>>Steve, are you suggesting that making documents into active
>>content is a good idea?
>>
>>Microsoft Outlook letters with embedded scripting is bad enough.
>>
>>Why not keep the documents on a central server, and the only
>>way you can access them is through a browser-type client which
>>enforces anti-screen scraping features.
>>...
>As always, if a pair of eyeballs can see something, the jig is up.
>All the talk of "anti-screen-scraping" is just b.s.

The Disappearing Ink folks addressed the retention problem by mailing documents
in an encrypted form that you could only decrypt and view by connecting to
their web site to fetch your key (or maybe it was for them to decrypt; I 
don't remember.)
Whenever your document retention period said they should forget the key,
they would erase it, making it impossible for you to recover documents later.

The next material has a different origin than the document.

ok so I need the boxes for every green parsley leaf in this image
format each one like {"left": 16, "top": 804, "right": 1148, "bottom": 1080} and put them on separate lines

They addressed the screen-scraping problem by saying
"That's not the problem we're trying to solve - way too hard.
We're trying to solve the business problem of erasing messages that both 
parties to
the message really do want to have erased.  Trying to solve the
other problem would be snake oil."

I have seen paper with anti-screen-scraping features, though.
My wife made a photocopy of a prescription so she could deal with the
insurance people about it and found that the copy had the words
"ILLEGAL COPY" all over it.  I'm not sure their watermarking technique,
but apparently there are anti-photocopying prescription pads.
It used to be possible to find dark purple paper for making
hard-to-photocopy documents for more secure environments,
but color scanners have rendered that useless.